Na utopia ecológica, o importante é que a história continue

Para um dos maiores nomes do ambientalismo em Portugal, a sociedade deve permitir que cada um, dentro de limites ecológicos e materiais, possa seguir o seu caminho.

Viriato Soromenho Marques Daniel Rocha

Palmadas nas costas em Paris

"A minha utopia, o meu projecto, assenta num regresso do primado da razão prática, da ética e da política. A partir de Francis Bacon [1561-1626], cometemos o erro fundamental de considerar que podíamos mudar o futuro para melhor confiando nas nossas invenções tecnológicas. Mas não estamos a jogar em condições de ausência de constrangimentos. Temos cada vez menos tempo em matéria de recursos, de equilíbrio climático, em matéria demográfica. O jogo está a ficar cada vez mais contraído. É fundamental alargar a margem de tempo, e nisso é a política que pode ajudar, e não a tecnologia.

Por isso é que continuo a defender um modelo clássico de regime internacional para o ambiente, com metas vinculativas. Só  isso é capaz de criar uma mudança das regras do jogo que permita canalizar os investimentos necessários à inovação num tempo mais eficaz.

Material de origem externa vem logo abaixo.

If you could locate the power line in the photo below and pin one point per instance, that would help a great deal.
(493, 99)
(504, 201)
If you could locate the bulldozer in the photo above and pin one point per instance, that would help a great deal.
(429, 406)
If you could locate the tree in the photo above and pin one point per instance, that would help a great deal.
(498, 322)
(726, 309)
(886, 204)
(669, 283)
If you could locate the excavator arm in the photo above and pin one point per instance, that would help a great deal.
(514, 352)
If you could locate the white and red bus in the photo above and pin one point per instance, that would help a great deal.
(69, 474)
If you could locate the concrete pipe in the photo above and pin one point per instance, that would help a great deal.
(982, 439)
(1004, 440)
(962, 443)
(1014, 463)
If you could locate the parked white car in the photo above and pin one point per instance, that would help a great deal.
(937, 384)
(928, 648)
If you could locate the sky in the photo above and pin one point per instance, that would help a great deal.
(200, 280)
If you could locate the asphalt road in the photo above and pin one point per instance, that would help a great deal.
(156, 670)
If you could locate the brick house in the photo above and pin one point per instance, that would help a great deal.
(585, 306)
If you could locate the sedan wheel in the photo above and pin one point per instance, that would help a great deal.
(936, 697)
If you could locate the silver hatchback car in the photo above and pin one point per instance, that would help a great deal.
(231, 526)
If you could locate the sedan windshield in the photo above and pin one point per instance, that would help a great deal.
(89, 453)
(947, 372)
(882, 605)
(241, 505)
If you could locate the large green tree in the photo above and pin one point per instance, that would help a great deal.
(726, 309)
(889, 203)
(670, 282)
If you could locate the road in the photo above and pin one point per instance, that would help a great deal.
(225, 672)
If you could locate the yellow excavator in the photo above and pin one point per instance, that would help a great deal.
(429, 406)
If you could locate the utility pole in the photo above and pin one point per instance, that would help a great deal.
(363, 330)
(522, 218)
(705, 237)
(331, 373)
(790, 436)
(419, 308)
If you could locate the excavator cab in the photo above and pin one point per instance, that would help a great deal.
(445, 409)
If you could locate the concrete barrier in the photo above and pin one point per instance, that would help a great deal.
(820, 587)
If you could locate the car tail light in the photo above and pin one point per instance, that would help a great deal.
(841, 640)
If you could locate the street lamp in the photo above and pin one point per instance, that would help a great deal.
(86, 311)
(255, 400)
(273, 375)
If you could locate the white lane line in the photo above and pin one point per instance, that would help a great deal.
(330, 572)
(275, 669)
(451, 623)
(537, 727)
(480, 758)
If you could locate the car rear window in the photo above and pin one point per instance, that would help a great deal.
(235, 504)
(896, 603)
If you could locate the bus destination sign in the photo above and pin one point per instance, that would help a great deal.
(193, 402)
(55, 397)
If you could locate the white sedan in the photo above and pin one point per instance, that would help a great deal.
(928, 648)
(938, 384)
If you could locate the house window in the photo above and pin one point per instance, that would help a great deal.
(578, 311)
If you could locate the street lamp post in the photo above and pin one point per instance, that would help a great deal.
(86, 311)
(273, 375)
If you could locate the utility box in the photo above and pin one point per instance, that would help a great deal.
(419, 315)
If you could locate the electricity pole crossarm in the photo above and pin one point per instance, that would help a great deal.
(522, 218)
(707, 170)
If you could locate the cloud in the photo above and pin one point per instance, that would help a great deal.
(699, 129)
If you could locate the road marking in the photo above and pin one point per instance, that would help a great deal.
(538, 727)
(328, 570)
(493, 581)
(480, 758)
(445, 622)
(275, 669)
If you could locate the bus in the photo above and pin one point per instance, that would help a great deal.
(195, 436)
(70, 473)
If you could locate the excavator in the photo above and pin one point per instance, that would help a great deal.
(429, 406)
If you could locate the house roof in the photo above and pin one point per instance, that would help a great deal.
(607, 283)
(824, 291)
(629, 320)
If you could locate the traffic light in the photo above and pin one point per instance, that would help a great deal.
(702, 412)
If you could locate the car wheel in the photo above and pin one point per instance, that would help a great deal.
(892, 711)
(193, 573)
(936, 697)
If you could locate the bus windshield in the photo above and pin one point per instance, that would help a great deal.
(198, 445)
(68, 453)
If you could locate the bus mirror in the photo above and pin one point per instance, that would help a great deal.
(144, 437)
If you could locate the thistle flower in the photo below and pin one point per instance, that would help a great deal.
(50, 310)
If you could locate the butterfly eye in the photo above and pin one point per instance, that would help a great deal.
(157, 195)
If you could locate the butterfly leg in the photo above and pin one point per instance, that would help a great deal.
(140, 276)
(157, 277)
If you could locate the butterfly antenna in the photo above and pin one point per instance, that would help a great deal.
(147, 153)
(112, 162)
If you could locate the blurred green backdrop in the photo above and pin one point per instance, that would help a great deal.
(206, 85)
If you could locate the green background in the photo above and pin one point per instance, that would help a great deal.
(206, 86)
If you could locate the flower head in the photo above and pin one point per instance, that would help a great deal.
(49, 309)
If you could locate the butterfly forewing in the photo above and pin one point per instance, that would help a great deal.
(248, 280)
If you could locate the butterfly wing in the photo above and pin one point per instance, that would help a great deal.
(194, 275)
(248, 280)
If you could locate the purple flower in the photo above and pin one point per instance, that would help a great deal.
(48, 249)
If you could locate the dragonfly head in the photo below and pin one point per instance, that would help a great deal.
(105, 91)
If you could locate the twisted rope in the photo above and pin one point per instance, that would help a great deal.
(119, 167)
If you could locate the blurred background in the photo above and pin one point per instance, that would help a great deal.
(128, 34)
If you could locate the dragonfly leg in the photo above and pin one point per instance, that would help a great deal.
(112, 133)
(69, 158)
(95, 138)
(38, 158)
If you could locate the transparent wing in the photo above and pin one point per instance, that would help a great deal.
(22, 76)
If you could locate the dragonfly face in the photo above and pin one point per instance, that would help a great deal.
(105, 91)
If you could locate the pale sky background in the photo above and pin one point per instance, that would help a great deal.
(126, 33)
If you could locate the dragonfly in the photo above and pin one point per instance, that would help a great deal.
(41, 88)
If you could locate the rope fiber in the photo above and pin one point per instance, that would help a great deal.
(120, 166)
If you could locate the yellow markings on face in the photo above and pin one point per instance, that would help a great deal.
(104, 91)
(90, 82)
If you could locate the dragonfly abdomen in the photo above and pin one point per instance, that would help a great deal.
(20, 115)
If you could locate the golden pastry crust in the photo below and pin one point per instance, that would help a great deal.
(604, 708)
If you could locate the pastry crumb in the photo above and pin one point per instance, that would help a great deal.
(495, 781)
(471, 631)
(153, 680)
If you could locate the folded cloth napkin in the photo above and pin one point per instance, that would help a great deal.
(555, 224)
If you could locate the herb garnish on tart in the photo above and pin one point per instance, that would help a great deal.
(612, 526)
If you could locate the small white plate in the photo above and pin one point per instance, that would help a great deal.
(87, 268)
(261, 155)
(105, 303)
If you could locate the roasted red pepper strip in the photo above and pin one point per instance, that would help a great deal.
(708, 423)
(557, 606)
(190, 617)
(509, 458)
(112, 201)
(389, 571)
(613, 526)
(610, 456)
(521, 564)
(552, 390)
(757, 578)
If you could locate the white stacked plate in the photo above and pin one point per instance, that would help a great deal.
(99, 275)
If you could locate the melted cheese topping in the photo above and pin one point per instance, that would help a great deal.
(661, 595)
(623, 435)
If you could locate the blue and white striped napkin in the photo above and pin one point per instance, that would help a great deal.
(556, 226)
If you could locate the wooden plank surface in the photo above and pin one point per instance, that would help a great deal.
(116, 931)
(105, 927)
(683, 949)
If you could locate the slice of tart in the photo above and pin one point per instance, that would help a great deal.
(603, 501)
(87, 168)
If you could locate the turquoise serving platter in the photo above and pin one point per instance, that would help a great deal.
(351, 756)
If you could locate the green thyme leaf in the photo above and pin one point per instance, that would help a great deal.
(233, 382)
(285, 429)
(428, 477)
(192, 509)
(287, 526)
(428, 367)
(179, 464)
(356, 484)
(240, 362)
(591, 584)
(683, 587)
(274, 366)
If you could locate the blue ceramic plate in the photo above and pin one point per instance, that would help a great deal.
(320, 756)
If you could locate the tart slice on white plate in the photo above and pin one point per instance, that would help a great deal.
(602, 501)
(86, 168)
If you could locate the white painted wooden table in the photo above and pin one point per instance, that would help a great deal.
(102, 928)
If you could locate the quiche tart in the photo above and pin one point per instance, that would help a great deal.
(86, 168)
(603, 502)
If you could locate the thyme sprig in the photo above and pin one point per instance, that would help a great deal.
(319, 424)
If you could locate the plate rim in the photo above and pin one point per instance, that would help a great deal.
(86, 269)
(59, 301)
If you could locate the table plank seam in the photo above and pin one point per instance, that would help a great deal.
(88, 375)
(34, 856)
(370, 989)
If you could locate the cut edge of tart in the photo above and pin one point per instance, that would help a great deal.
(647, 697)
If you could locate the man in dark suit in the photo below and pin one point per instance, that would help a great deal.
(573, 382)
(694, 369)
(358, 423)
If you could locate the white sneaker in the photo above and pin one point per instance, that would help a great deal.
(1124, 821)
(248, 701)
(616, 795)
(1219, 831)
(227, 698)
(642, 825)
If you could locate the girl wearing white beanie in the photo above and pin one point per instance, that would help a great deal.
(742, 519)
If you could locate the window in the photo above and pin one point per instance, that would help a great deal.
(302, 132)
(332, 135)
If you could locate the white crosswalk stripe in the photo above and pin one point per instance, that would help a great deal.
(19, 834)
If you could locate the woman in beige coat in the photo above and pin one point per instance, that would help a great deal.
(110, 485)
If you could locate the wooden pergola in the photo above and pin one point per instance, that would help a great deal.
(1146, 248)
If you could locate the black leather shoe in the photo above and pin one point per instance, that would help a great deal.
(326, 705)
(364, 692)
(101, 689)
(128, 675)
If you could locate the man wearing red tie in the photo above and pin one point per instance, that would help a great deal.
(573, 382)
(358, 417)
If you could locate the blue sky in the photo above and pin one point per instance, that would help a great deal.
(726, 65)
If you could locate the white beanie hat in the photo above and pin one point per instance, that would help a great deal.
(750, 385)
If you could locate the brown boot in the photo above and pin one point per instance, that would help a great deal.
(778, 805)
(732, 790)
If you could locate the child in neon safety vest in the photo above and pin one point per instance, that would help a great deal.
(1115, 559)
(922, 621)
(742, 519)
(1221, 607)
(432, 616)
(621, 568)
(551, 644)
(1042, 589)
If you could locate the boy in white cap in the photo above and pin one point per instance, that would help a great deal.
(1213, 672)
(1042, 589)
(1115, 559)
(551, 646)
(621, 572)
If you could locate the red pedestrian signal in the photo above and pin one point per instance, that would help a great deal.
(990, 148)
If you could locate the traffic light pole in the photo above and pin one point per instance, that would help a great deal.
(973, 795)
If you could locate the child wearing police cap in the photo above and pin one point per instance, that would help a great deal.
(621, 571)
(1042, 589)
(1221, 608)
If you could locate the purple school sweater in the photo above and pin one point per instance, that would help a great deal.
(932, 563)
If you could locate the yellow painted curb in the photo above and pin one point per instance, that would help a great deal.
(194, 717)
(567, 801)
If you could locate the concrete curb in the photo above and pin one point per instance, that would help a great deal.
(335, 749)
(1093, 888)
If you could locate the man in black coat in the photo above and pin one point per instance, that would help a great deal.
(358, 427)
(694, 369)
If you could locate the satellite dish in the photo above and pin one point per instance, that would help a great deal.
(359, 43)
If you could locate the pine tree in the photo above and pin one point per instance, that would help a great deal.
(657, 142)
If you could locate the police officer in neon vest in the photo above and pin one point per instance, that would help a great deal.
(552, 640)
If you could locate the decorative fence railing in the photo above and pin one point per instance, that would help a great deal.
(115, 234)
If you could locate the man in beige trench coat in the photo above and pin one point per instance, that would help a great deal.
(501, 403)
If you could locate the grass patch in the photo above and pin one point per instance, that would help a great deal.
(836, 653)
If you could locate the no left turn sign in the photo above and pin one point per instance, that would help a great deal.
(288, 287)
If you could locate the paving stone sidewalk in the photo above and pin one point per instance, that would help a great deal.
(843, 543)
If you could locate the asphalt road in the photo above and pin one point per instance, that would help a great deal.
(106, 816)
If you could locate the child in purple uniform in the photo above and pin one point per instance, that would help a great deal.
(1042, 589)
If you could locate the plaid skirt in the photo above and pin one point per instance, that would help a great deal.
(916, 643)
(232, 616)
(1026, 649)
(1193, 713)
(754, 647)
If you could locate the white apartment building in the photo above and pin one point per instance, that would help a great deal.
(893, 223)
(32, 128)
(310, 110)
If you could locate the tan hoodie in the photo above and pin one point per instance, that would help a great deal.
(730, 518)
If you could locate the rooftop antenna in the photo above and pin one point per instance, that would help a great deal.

O recente Acordo de Paris [para o combate às alterações climáticas] corresponde à visão tecno-científica contemporânea. A ideia básica é essa: deixem o mercado trabalhar, o mercado há-de encontrar a melhor solução. O acordo coloca as regras do mercado a constranger a sociedade, enquanto devemos pôr as regras da sociedade política a constranger o mercado.

O sistema de compromissos anunciados pelos países não é suficiente. São palmadas nas costas, é uma conversa retórica, de que todos somos irmãos. É melhor do que não haver acordo. Mas falta a noção de que precisamos ir mais depressa. E só é possível ir mais depressa se encontrarmos mecanismos artificiais que modelem o mercado.

Um exemplo simples: o preço do petróleo. Se quisermos resolver o problema até nem precisamos ter metas, basta ter um preço fixo para o barril de crude, por exemplo, que não desça abaixo de 100 dólares".

A utopia pluralista

"A minha utopia é uma utopia pluralista. A melhor sociedade é uma sociedade onde não exista o fim da história. E isto parece-me algo novo na ecologia. As utopias tradicionais – clássica e moderna – tinham uma coisa em comum: propunham uma determinada vistão do fim da história, uma sociedade que seria a ideal. A utopia ecológica diz que o importante é que a história continue, é criar condições de possibilidade para que as gerações seguintes continuem a ter as suas utopias.

A grande utopia é termos uma sociedade que permita que cada um, dentro de limites ambientais, ecológicos, materiais, possa seguir o seu caminho. A minha utopia para o futuro é a utopia da realização do indivíduo.

Mas se não arranjarmos a casa, se não organizarmos politicamente a economia e a sociedade, não vamos ter nada disso. Teremos sociedades de refugiados ambientais, de estados policiais, de estados de emergência. O terrorismo, agora, é uma pequena amostra do que poderá vir a acontecer".